Pope Francis called for pastoral compassion for LGBTQ Catholics. He has however described homosexuality among clergy as worrying. The Vatican law is clear that same-sex marriages can not be blessed within the church. Some dioceses have fired LGBTQ employees.

Massingale believes that Catholics should have the same rights regardless of their sexual orientation.

He said, "I believe that one can express one’s sexuality in an ethical, responsible, committed, life-giving, and joy-filled way."

Massingale was recognized by like-minded organizations, such as FutureChurch for his advocacy of priests being allowed to marry and women being given more leadership positions within the church.

Deborah Rose-Milavec is the co-director of the organization. She said that "he is one the most prophetic and compelling, inspiring, transforming leader in the Catholic Church." "When he speaks you can be sure that deep truths are being communicated."

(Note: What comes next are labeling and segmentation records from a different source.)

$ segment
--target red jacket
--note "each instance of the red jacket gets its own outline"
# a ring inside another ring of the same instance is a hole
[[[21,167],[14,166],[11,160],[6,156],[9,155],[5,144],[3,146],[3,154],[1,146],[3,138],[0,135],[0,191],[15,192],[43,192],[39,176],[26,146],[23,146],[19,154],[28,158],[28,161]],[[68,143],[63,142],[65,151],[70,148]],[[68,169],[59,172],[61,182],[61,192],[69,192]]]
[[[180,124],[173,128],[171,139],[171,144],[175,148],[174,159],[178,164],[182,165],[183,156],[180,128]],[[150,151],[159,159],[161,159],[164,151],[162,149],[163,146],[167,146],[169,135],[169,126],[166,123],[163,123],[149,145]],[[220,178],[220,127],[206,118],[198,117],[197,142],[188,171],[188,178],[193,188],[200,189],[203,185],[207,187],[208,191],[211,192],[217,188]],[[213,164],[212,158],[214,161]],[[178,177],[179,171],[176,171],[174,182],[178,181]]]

Massingale is not only loved by many people, but also has some harsh critics like the Church Militant conservative Catholic news outlet, Church Militant which portrays Massingale's LGBTQ advocacy as evil.

Massingale has a reputation for being respected by his colleagues at Fordham. He was also awarded a prestigious endowed chair by the university. If Massingale has any criticisms from Fordham faculty members, they tend not to voice them in the public sphere.

Although he says he is blessed with many messages of support and hope, revealing his sexuality to the world has been a difficult decision.

He said, "I have lost some priest friend who find it difficult not to be too closely associated me because if I'm friends with them, 'what'll people say about me?'"

Massingale is optimistic about the gradual changes in the Catholic Church due to Pope Francis's recent signals and signals from European bishops who expressed a desire to see them, such as blessing same-sex marriages.

After a Fordham class, he stated that "My dream wedding would consist of either two men or two ladies standing in front of the church and marrying one another as an act de faith." "If they were Black that would be amazing."